Ma le attività si sviluppano in altre sedi nella città e nei dintorni fino a coinvolgere 200 persone. Ad esempio il mobilificio è stato chiuso, ma è stata fondata la cooperativa “Le Agricole” che dà lavoro a donne svantaggiate per produrre ortofrutta: «Uno dei nostri prodotti tipici della zona sono le cipolle, tutto biologico» specifica Tucci. Qui a inizio 2020 è stato rubato «il trattorino», e sono stati distrutti altri utensili da lavoro. Per loro, più che un furto è stato un altro dei soliti atti intimidatori: «Ma ci sono stati gesti di solidarietà», e alcuni imprenditori lo hanno ricomprato.
Il doppio stato
In una terra dove la mafia è sempre stata presente, «ma è presente dovunque, qui ha solo un volto diverso», aggiunge Panizza, aiutare le persone che hanno bisogno senza chiedere niente in cambio è un gesto pericoloso, e lo sa: «Hanno bisogno di fare credere che sono loro i benefattori». Nonostante l'opera di accoglienza e recupero della comunità, lo stato non sempre è stato dalla loro parte. Prima dei decreti Salvini, l'associazione dava asilo nel comune di Falerna alle donne migranti, anche con bambini, ricorda Tucci: «Spesso erano vittime di violenza, arrivate qui si ritrovavano incinte». Ma le nuove leggi, volute fortemente dall'ex ministro dell'Interno e approvate dal parlamento, hanno di fatto abolito il sistema di accoglienza, portando alla chiusura della casa. Panizza però non ha smesso di credere nello stato: «Sono ancora vivo, dopo 20 anni », e guarda al decreto Lamorgese:« Potrebbe cambiare qualcosa, lo spero». Si fida delle forze dell'ordine: «Mi hanno sempre protetto».
La pandemia
Nonostante il Covid-19, la comunità non si è mai fermata: «Abbiamo usato modalità differenti - racconta don Panizza – Per i bambini affetti d'autismo abbiamo dato degli Ipad. Quando bisognava fare terapia fisica abbiamo usato abiti usa e getta, tutte quelle cose che poi hanno usato in tutta italia. Noi siamo partiti da subito». A questo si è aggiunto anche il sostegno economico: «Abbiamo fatto una raccolta fondi per aiutare le persone che non riescono a fare da sole, anche solo per le bollette. In questo periodo di Covid ci siamo inventati aiuto a chi non riceve aiuto». Le richieste in questo senso sono arrivate sia alla Chiesa che alla mafia.
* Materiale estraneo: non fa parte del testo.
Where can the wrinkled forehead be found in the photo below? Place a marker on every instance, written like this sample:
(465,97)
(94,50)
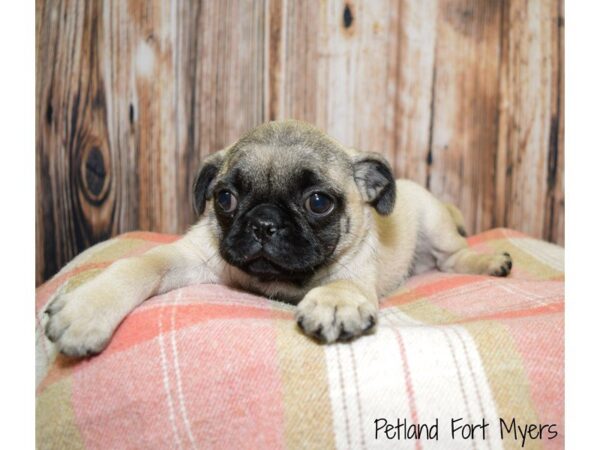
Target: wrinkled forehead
(283,168)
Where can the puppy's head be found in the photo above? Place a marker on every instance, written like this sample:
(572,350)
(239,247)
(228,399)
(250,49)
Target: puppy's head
(285,200)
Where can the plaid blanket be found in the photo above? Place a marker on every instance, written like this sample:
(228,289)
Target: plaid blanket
(210,367)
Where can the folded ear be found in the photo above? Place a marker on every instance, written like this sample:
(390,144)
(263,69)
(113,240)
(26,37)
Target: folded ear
(204,182)
(375,181)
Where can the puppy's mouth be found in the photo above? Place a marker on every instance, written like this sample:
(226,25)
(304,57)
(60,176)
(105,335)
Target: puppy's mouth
(265,268)
(268,268)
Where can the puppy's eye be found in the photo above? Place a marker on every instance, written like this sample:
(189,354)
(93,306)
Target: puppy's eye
(319,204)
(226,200)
Il Viminale, dopo le chiusure dei lockdown, ha lanciato l'allarme sul rischio che le associazioni criminali riprendano forza. In base a una recente relazione della direzione distrettuale antimafia , l'usura viene vista come uno dei rischi maggiori di infiltrazioni mafiose nell'economia sana. Alessio De Vincenzo, capo del servizio stabilità finanziaria della Banca d’Italia, ha detto nel corso di un’audizione in Commissione Finanze, che ci sarebbero ben 32.000 aziende in crisi di liquidità.
Il racconto di Panizza unisce i punti, e passa dai numeri alle persone: «Qui la questione è di pochi soldi, il t'aiuto io. Loro - i mafiosi - si fanno avanti con i prestiti o mandano avanti una pratica. Questo non è momento di grandi affari, arriveranno con i soldi europei. Per ora si accreditano, perché loro i soldi liquidi ce li hanno». Da qualche mese, le storie delle prime vittime: «Gente in difficoltà che si fa fare piccoli prestiti, duemila euro», cifre «che non risolvono il tempo del Covid-19. Creano il legame».
Tutto si ripete: «La beneficenza vogliono farla loro, e poi avere qualcosa, chi non ricambia è un infame». Sulle intimidazioni Panizza aspetta le indagini: «Stiamo a vedere. Spero che non siano ancora i mafiosi, anche se finora è sempre stato così».